As a cardiothoracic surgery resident, when I listen to patients, family members, and health care providers say, “We need to do everything we can,” I cannot help but feel moved by these words. It is a powerful plea, a reflection of inevitably being human — that tenacious will to resist death without giving up.
As providers, we have the duty to ensure that our patients understand what it means when we try everything, as its meaning constantly evolves. Most of our patients and their families are not familiar with the life-prolonging therapies medicine holds within its arsenal. Current technologies are now capable of prolonging “life” even in the absence of other qualities that we consider vital to living such as being awake, able to speak, move or eat. “Life” can be preserved even in the presence of conditions that render it miserable such as intractable physical or psychological pain.
In other words, these technologies have created a state of existence in between living and death. As technology further evolves, this gray area will only widen. “Doing everything we can” for our patients and loved ones can commit them to this in-between without any hope for return to normalcy.
There will always be additional therapies, drugs or devices we will feel compelled to add on simply by the condition of our being human, simply because we can.

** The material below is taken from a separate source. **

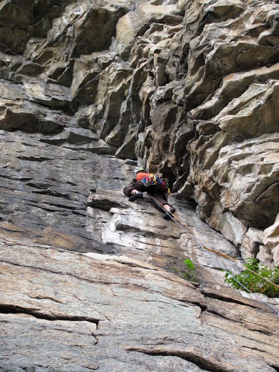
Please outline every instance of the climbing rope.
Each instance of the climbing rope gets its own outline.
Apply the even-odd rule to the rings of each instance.
[[[158,205],[159,205],[160,208],[164,209],[164,210],[165,210],[164,209],[164,207],[161,203],[160,203],[158,201],[156,200],[156,199],[152,196],[150,194],[149,194],[150,196],[152,198],[152,199],[157,203]],[[187,231],[187,230],[184,227],[184,226],[182,226],[180,224],[179,224],[174,218],[176,218],[178,219],[179,221],[180,221],[183,225],[185,225],[186,226],[187,229],[189,229],[189,230],[191,231],[191,232],[192,233],[195,233],[195,232],[194,230],[193,230],[192,229],[191,229],[189,226],[188,226],[186,224],[185,222],[183,222],[181,220],[180,220],[178,217],[176,217],[172,213],[171,213],[170,212],[168,212],[170,214],[170,216],[171,217],[171,218],[177,224],[178,226],[181,227],[182,229],[183,229],[187,233],[188,233],[188,232]],[[199,235],[198,235],[199,236]],[[225,269],[224,267],[222,267],[222,266],[218,262],[218,261],[217,260],[215,260],[215,258],[214,257],[214,256],[213,254],[211,253],[211,251],[214,252],[214,253],[217,253],[217,254],[219,254],[219,255],[221,255],[222,256],[224,256],[226,257],[226,258],[228,258],[230,260],[232,260],[234,262],[235,262],[235,263],[237,264],[240,265],[240,266],[242,266],[243,267],[244,267],[245,269],[248,269],[249,271],[251,271],[253,274],[255,274],[256,275],[258,275],[258,276],[260,277],[261,278],[264,279],[265,280],[268,281],[269,283],[271,283],[271,284],[273,284],[273,285],[275,285],[276,287],[277,287],[279,288],[279,286],[277,285],[277,284],[276,284],[275,283],[273,283],[270,280],[268,280],[265,278],[264,278],[264,277],[262,276],[260,274],[257,274],[257,273],[255,273],[254,271],[253,271],[253,270],[250,270],[250,269],[248,269],[248,268],[242,264],[240,264],[240,263],[238,262],[237,260],[234,258],[232,258],[232,257],[230,257],[229,256],[228,256],[228,255],[226,254],[225,253],[224,253],[223,252],[221,252],[221,254],[215,251],[214,249],[212,249],[211,248],[208,248],[208,247],[205,247],[203,244],[201,245],[200,243],[199,243],[199,242],[195,238],[193,238],[194,240],[195,240],[199,245],[202,245],[202,247],[204,248],[205,249],[207,249],[208,251],[208,253],[209,255],[211,256],[211,257],[213,257],[213,259],[215,261],[218,266],[222,270],[223,270],[224,271],[226,271],[232,278],[238,284],[241,286],[243,288],[245,288],[248,292],[249,292],[254,297],[255,297],[258,300],[262,302],[263,302],[267,306],[268,306],[269,308],[270,308],[275,312],[276,312],[278,315],[279,315],[279,312],[276,310],[276,309],[275,309],[272,305],[271,305],[270,304],[268,304],[266,301],[264,301],[264,300],[262,299],[260,297],[257,296],[256,294],[255,294],[254,293],[253,293],[251,291],[250,291],[249,289],[248,289],[248,288],[247,288],[245,285],[242,284],[241,283],[240,283],[232,274],[231,274],[226,269]],[[212,244],[211,243],[208,242],[207,240],[205,241],[207,244],[209,244],[212,247],[213,247],[215,249],[217,249],[217,251],[220,251],[219,249],[218,249],[217,247],[215,247],[213,244]]]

But while doing more may create the illusion of doing good, some of them will not be productive, and some may even extend suffering. In those instances, we have to vigilantly remind our patients, their families and ourselves that each therapy comes with consequences, and should be initiated with full awareness of what it may entail and come to an unequivocal agreement.
As medicine progresses, death will only become a longer, and less defined realm. We are entering an era where people no longer die, but are weaned from living.

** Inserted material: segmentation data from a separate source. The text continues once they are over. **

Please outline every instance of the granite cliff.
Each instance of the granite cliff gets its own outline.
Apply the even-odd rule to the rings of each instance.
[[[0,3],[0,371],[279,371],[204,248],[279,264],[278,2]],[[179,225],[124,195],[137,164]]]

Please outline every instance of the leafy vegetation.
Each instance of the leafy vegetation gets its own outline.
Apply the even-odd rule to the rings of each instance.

In this new context, “doing everything that we can” cannot remain the default, and as physicians, we must lead this change. Unlike before, it requires nuance and wisdom to know when life ends and death begins. Families may have difficulty finding closure until they have tried everything. They may feel as if they have given up if they do not exhaust every option. Without our willingness to engage in these conversations, how can patients and their families who are unfamiliar with our technologies navigate through these difficult decision-making processes?
While we engage with patients and their families in the already overwhelming and challenging discussion of end-of-life care, we must find the tenderness to acknowledge their fears. But we must also find the clarity and firmness to define what everything entails, and ask if everything should indeed be done. Be explicit about the odds and the possible degree of recovery. Above all, ask them and ourselves at which point of trying everything will we be able to find peace and acceptance of death.
Most importantly, if patients and families still choose to do everything after these conversations, we must remain by their sides and keep trying our best to compassionately find a way forward.
Because unlike the god-like technologies that prolong life and continue to change the scope of medical practice, our commitment as physicians to “doing everything that we can” to be present for those in pain and suffering has not changed and never will because that. More than any life-saving therapy, it is ultimately the real truth behind what it means to be a doctor.
Jason J. Han is a cardiothoracic surgery resident.